Chris Miles explains why he feels the NBA has "moved on" from Ben Simmons following his injuries and off-court storylines.

Kyrie Irving picking up his $36.9 million option to stay with the Nets next season didn’t end the drama between him and Brooklyn. It just kicked it down the road a little.

All the questions — around the length and dollars of a new contract/extension for Irving, his desire to find a way to join LeBron James on the Lakers (something a source told NBC Sports is real), Irving’s relationship with Kevin Durant and how KD will react if Irving leaves Brooklyn — are still all on the table. They will play out next season and into next summer.

Irving’s latest comments on the matter and everything else came from a video he posted from North Dakota, reports Brian Lewis of the New York Post.
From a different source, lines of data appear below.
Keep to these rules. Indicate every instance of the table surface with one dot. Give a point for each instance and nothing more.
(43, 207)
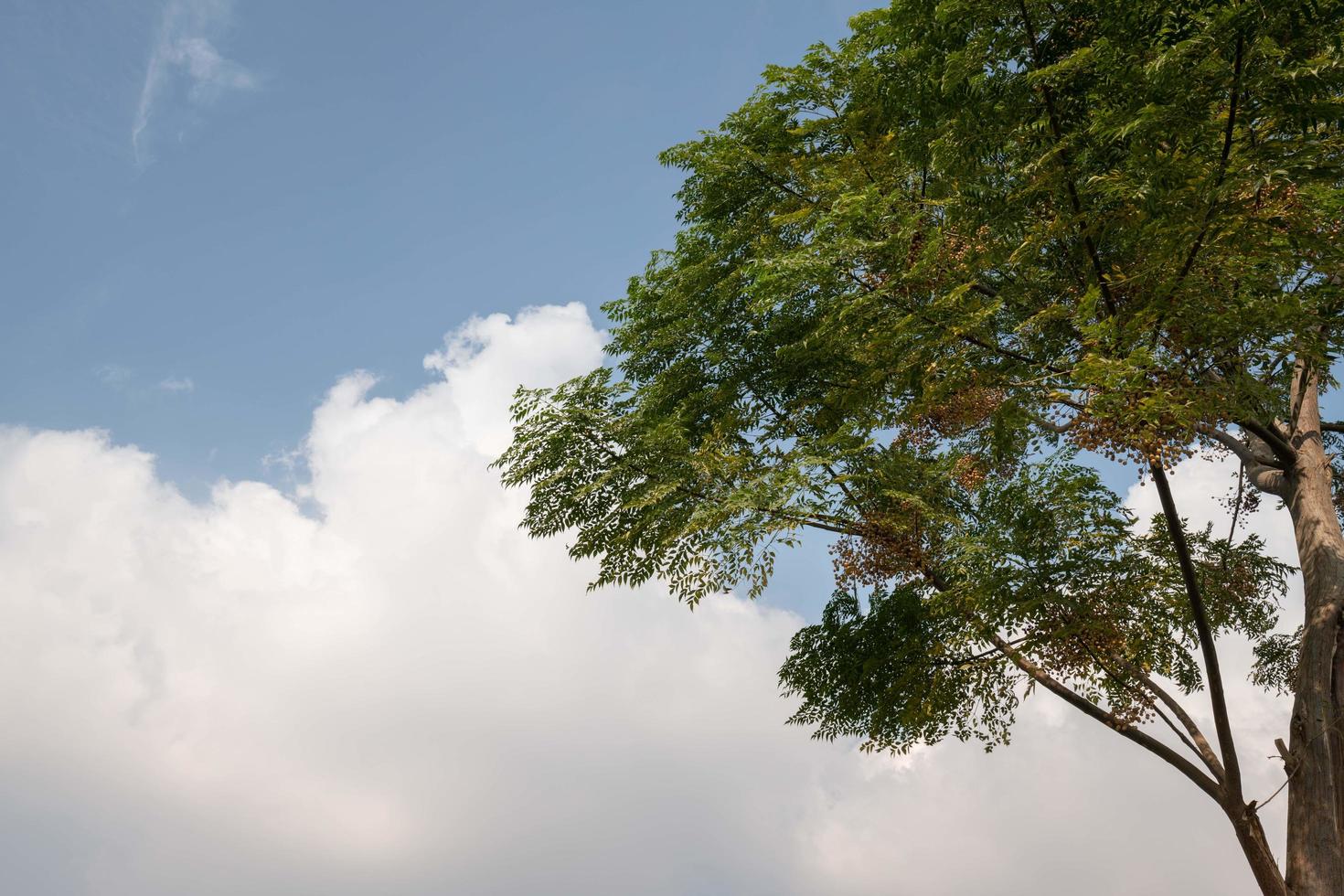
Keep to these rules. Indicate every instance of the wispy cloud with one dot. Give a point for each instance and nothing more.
(176, 384)
(185, 62)
(114, 375)
(123, 379)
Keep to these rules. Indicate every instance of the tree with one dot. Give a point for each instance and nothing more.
(923, 280)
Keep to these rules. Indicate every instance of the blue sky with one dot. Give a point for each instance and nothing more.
(319, 187)
(217, 211)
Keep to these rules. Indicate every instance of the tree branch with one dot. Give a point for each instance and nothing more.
(1124, 730)
(1049, 96)
(1232, 781)
(1221, 166)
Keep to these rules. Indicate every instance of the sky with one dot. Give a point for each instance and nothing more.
(272, 272)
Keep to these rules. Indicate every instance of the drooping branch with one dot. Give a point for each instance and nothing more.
(1265, 473)
(1058, 132)
(1123, 729)
(1221, 166)
(1218, 698)
(1200, 741)
(1285, 453)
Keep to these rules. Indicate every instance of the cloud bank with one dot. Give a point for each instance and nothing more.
(398, 693)
(186, 66)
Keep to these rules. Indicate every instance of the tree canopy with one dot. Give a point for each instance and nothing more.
(923, 277)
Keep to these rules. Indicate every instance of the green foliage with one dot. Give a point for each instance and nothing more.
(920, 271)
Read into them whatever you wish.

“This is a great moment in my spiritual path, being present enough to understand that it’s not me doing all this. At this point I’m being pushed in certain directions,” Irving said, adding, “You can’t be afraid to make mistakes, in private or out in the open. The mistakes that you do make, you’ve got to learn from them.”

The Nets’ first challenge this fall is to rebuild the franchise culture that made Irving and Durant want to go there in the first place — which must come from inside the locker room. Coach Steve Nash has to work with Irving and Durant on it.
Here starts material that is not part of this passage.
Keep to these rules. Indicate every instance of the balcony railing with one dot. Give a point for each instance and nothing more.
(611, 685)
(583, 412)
Brooklyn owner Joseph Tsai and GM Sean Marks want to change what they now see as an overly-permissive culture with their superstars — something ESPN’s Brian Windhorst talked about on “Get Up” — but they need Irving’s buy-in to get him to treat teammates and coaches differently (for the record, teammates generally love him). Team culture isn’t imposed top-down; it is built over time and has to start with the team’s best players. Stephen Curry sets the Warriors culture, LeBron James the Lakers’ culture (and Kobe Bryant before him), Tim Duncan set the Spurs culture, and the list goes on and on. Durant and Irving need to set the tone in Brooklyn.

The Nets “won” their game of chicken with Irving and got what they wanted: Him on a short contract with a motivation to play a lot and play well heading into unrestricted free agency. Nets ownership and management sent the message they were not happy with the commitment from Irving in recent years.

But to get that they created tension and distrust — and that may not be able to be repaired.

The Nets are betting that “winning cures all ills” and it will bring this team together. It’s not hard to picture: A healthy and committed Irving and Durant, a healthy Ben Simmons willing to accept a role, a healthy Joe Harris plus Seth Curry, plus good role players (and they can add more with a couple of trade exceptions and the taxpayer mid-level exception) and this team is a title contender. If the Nets start fast and are at or near the top of the East by Christmas, maybe it all comes together this season and beyond.

Or, maybe they get off to a slow start, there is infighting and frustrated/pouting players, and it all goes sideways, leaving the Nets looking for Irving trade options at the deadline.

Irving to the Lakers is not off the table. Maybe if things do go poorly in Brooklyn this season the Nets would consider an Irving for Russell Westbrook plus draft picks swap, and perhaps the Lakers would be open to it (there are a lot of “ifs” to get there, but it’s not impossible). If a residency in Los Angeles is truly what Irving wants he is a free agent next offseason, and while the Lakers still will not have Irving-level cap space (they can get to about $20 million) Los Angeles will have the flexibility to likely work something out (flexibility they did not have this summer because of past decisions).

All of that means the drama, the soap opera around Kyrie Irving and the Nets is far, far from over.

At least some of it will shift to on-the-court issues starting in the fall.